Now, when Microsoft technology is used on the client side, it knows what this XML means and automatically converts it into a .NET DataSet for the client to consume. But for any other clients, the XML coming down from the server has to be parsed manually. It’s not very fun, and no one wants to do it. Because of this, the use of .NET DataSets in XML web services is commonly viewed as a “Microsoft-specific practice” and not very cross-platform compatible (even though technically it can still be used by any client.)

So for Store 4, we decided to go in a direction that is more accessible to the mainstream. We now have clearly-defined XML structures for every request, response, and object we move across the wire. The services should now be completely compatible with any modern web service client technology. Except

A single, ginormous WSDL file with everything in it is considered by some in the industry to be a bad XML practice. The argument is that the XML should be neatly parsed into a few separate files, and <xml:Import> tags be used to combined them on-the-fly into a single WSDL definition. Microsoft has adopted this philosophy, and the new WCF engine generates its WSDL files in a few distinct pieces – which is then left to the client to compile into a single WSDL contract. The problem is that some (usually older) client-side technologies do not yet support the <xml:Import> command. when these clients connect to a WCF web service, they download the main WSDL file but not all the other related pieces that contain the actual “meat” of the web service.
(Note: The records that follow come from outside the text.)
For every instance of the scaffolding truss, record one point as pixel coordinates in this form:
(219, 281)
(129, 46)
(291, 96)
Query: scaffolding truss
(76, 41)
Some clients view this action too as being Microsoft-specific; but it’s actually not, it’s an industry standard.

So – How can a client connect to SWS using older client technology? One flexibility provided to us by WCF is that we can expose our services through multiple endpoints without changing any code. So in addition to the default WCF endpoint (SWS.svc), we can also expose our services using the older ASMX engine (SWS.asmx) with minimal adjustments. And this second, ASMX endpoint generates an almost identical WSDL definition, but as a single file instead of split up into pieces.

Currently we’ve only exposed our main web service bundle in this way (SWS). But over the while we’ll be creating ASMX copies of our other web services as well. The .svc version is still the endpoint we recommend to all our clients; but if you’re having trouble connecting to it, then by all means give the .asmx version a try. Our goal is to provide complete compatibility with all platforms – and we’ll do what we need to do to make that a reality!